Bira alıp patır patır başlayan havai fişek gösterisini seyretmeye koyuluyoruz. Denizin renkten renge girişini. Uzaklardaki sahnede kendi halinde çalıp söyleyen ikili, bunca gürültüye bir yerinden katılıyor. Demokratik bir gürültü. Winwood, Clapton, içki satıcıları, sosyete gülleri, neye uğradığını şaşırmış gençler neredeyse eşit temsil ediliyor.
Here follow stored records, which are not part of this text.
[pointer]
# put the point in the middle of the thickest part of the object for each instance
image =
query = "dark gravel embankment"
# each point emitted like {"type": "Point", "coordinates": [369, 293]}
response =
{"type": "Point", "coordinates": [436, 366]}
Layla, geçen yüzyılın bir yerlerinden kalma sepya fotograf silik solukluğunda başlayıp bittiğinde yüzümde yine de bir gülümseme, çıkıyorum.

Bu kadar!

4 yorum:

  1. "Winwood, Clapton, içki satıcıları, sosyete gülleri, neye uğradığını şaşırmış gençler neredeyse eşit temsil ediliyor" : ) ... dinlemeyi bilemem ama bu cumleyi okuyunca gormeye degermis gibi geldi.

    YanıtlaSil
  2. Ilk yorumu yapan arkadasin yazindan bir cumleni almis yorumlamis, ben de simdi baska bir cumleni aliyor ve aksi bir yorum yapiyorum! :) "Clapton ile Winwood da kolaylaştırmıyorlar işi. İçe dönmüş müziklerinden öte dinleyiciyle bağ kurdukları yok." ve "...geriye otomatikleşmiş, konservelenmiş bir beceri kalıyor. Duygudan kopmuş anı."... hislerime tercuman olup o kadar guzel ifade etmissin ki... Cok yakinda Bob Dylan konserine dunya para verip, cok zor bilet bulup, gidip hemen ayni manzari yasamis, buyuk bir hayal kirikligiyla konserden ayrilmistim. Orada icki saticilarinin, sosyete gullerinin, kahve masalari ve telefonla konusanlarin bence hic gunahi yok. Is SANATCIDA bitiyor! Konserden sonra kendi kendime soyle dusunmustum: Bu kadar eski ve buyuk sanatcilarin artik bu kadar PROFESYONELCE, TUCCAR ve aslinda hissettikleri gibi METAZORI konser vermemeleri gerekiyor.
    Bu tur konserlere giderken maddi kulfetinden dolayi secici oluyordum, simdi tercihlerim inan ki daha kolay olacak! :))))

    YanıtlaSil
  3. Uzunca bir süre savaştım,itip kakıp geçmeye çabalayan, önümde bağıra çağıra telefonla konuşan, yada yüzünü sahneye ters dönmüş sohbet eden, uyardığımda da şaşıran kalabalıkla,..sonunda vazgeçip bu kakışmada iki sıra arkaya düşmüş kocamın koluna girip birlikten güç doğara geçtiğimde, zaten köfte kokularına rağman, keyfini çıracaklara kalmıştı ortalık.
    "Ney'e benzer bir sesi var" dedi Memo Winwood için..ben çook keyif aldım çoook....

    Zeyno

    YanıtlaSil
  4. AksiSeda nın yazısı cuk oturmuş aslında HoşSeda yazısı..
    Bu konser (ortam, parcaların secimi, seyirci vs )umdugum gibi olmadı, aslında clapton & winwood birlikte nasıl daha degisik olurdu onu da bilemiyorum. Ozellikle Winwood u merak ediyordum benim icin tam bir zaman yolculugu oldu ama eminim cogu seyirci için "zorlama" bir konser oldu, bi ara sahneye donuk dijital kamera, ceptel. ve seyircinin "odagı" deniz tarafındaki havaiifişek gösterisine uzun uzun kaydı.
    bi "maraba estanbul " bile diyemedi tam tuccar terzi davranısı işini yap git. Bu "Erik" e yakışır bir profeyonellik degil.
    Son olarak sahane isikları altında winwood'u atlet ustune oduncu gomlegi ile gordukce bana ter daha da bastı.